Hurd on the Hill – Restoring Our National Treasures

‘We have a responsibility to care for and maintain them’

With 29 counties, two time zones and more than 800 miles of U.S.-Mexico border, the 23rd Congressional District of Texas is certainly one of the most unique congressional districts in the nation. Throughout my two and a half years serving as your Representative, I’ve crisscrossed TX-23 numerous times, meeting with constituents and exploring the variety of sites these 29 counties have to offer, including the seven incredible National Parks I have the distinct honor of advocating for in Congress.

National Parks are an integral part of the American experience, and the seven in our district, including Big Bend and the San Antonio Missions, provide immeasurable cultural, environmental, and economic benefits. Each park’s landscape has a unique story that allows us to understand our past, appreciate our present, and know where we’re going in the future. For these parks to remain beautiful and accessible, we have a responsibility as a nation to care for and maintain them.

The National Park Service (NPS) was created just over 100 years ago to do just that. Today, NPS manages more than 84 million acres comprised of over 400 significant cultural, historic, and natural areas across all fifty states, the District of Columbia, and four territories. As you might imagine, it takes a lot of money to adequately maintain the unique needs of every property. Unfortunately, NPS currently  faces a nationwide backlog of more than $11 billion  to repair roads, visitor facilities, trails, and other park structures, $147  million of which needs to be spent right here in Texas.

Recently, I toured Mission San Jose in San Antonio to view examples of deferred maintenance needed to preserve the original foundation of the Mission walls and rafters. With flooding and humidity, the walls of the rooms swell and move causing visible cracks in the walls and foundation. But the needs at many National Parks are often the less glamorous projects like crumbling roads, leaky plumbing, and adequate bathroom facilities that are necessary to keep these spaces accessible for everyone.

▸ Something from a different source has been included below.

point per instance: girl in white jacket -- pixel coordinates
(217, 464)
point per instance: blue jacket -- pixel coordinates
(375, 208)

This is why I introduced the National Park Service Legacy Act with my colleagues to fix our parks. The bipartisan bill would address the present backlog by distributing currently unassigned federal mineral revenues back into a restoration fund. The funds can be used for overdue repairs so that our parks can remain beautiful and accessible for future generations of park-goers to enjoy.

I take great pride in our National Parks, and will continue to protect them in Congress. Big Bend, the Guadalupe Mountains, the San Antonio Missions, Fort Davis National Historic Site, the Rio Grande Wild and Scenic River, Amistad National Recreation Area, and El Camino Real de Los Tejas National Historic Trail are treasures we must protect for years to come. With the summer season upon us, I encourage you to experience these remarkable destinations for yourself.